さて、『風雲児たち』で印象的なシーンをいくつか紹介します。

漂着先でロシア人とコミュニケーションが取れていなかった一行。若い乗組員の磯吉が「エトチョワ」つまり「これは何か」というロシア語をものにしたところから、会話の突破口が開くところは痛快です。

ロシアの政治的な思惑として、日本と交易を行いたいがために光太夫以前から漂流民を取り込み、懐柔していたことがわかっています。光太夫一行の中にもキリスト教に入教し、日本語教師としてロシアに残る選択をした者がいました。のちに彼が訳した書物が日本を救うことになる話も描かれています。
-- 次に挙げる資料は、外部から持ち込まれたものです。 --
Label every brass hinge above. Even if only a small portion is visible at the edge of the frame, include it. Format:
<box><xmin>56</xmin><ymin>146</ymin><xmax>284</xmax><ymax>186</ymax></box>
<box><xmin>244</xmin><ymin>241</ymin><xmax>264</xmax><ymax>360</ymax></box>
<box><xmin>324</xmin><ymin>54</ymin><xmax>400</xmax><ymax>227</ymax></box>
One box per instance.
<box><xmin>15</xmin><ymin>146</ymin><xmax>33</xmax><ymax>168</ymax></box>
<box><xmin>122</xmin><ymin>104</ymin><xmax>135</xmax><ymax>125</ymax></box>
艱難辛苦の末帰国できたのは、光太夫と磯吉の二人のみでした。二人がもたらした情報を桂川甫周がまとめた『北槎聞略』は、のちの蘭学の発展、幕末の開国に役立ったことは間違いありません。ペリー来航の約60年前のことです。

蘭学者たちが西洋の新年を祝う「おらんだ正月」に招待された光太夫が、他の参加者や自分を痛々しく思うシーンは、〈本物の西洋〉を見てしまった者の心情をよく表しています。

漂流して日本に帰還するまで10年、江戸から伊勢へ帰郷するまでさらに10年。20年ぶりに故郷の空を見た51歳の光太夫はどのような気持ちだったのでしょうか。

光太夫5

東日本大震災からの10年とは比較できませんが、想像の助け舟にはなるかもしれません。

大黒屋光太夫、多くの人に知ってほしい風雲児です。